OriginTrail / OT-RFC-repository

15 stars 3 forks source link

Discussion for OT-RFC-21 Collective Neuro-Symbolic AI #47

Open branarakic opened 2 weeks ago

branarakic commented 2 weeks ago

2024-11-08 21 22 49

Hi everyone,

The latest OT-RFC-21 is out titled "Collective Neuro-Symbolic AI".

This is indeed one of the most long term consequential Requests For Comments, and it details:

Link to RFC PDF: https://github.com/OriginTrail/OT-RFC-repository/blob/main/RFCs/OT-RFC-21_Collective_Neuro-Symbolic_AI/OT-RFC-21%20Collective%20Neuro-Symbolic%20AI.pdf

Please use this Github issue to provide feedback.

Trace On!

hottogo commented 2 weeks ago

Great RFC with exciting developments to support the next growth stage.

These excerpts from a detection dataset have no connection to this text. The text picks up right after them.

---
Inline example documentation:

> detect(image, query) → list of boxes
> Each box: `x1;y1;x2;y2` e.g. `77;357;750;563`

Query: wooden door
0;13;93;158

Below I have outlined some risks some of these changes bring, as well as a logical solution that accomplishes the same end result without the risks.

One key change was to the core node incentive system, with the addition of a publishing factor. As explained, "the more new knowledge has been published via a specific core node (measured in TRAC tokens), the higher the chance of rewards".

My initial thoughts of concern on this are:

It would be helpful to know the exact factor so we can comment more clearly on how much of a risk this poses. i.e. if it only improves node performance by 5%, it is low impact. However, if it has a 30% performance boost to higher publishing nodes, it will have a very high impact.

The risks explained, are that all staked TRAC shifts to only the highest publishing nodes. Those quickly fill and provide a much higher yield than other nodes. Stakers who are too slow or are too new to the system, don't have a level playing field because the only available nodes to stake on are already full.

An unfair staking system that has a subset of Stakers who earn more than others, does not align with OriginTrail's core values of Inclusiveness and Neutrality. This would create tension and conflict between those who get to stake on the highest publishing nodes and those that missed out.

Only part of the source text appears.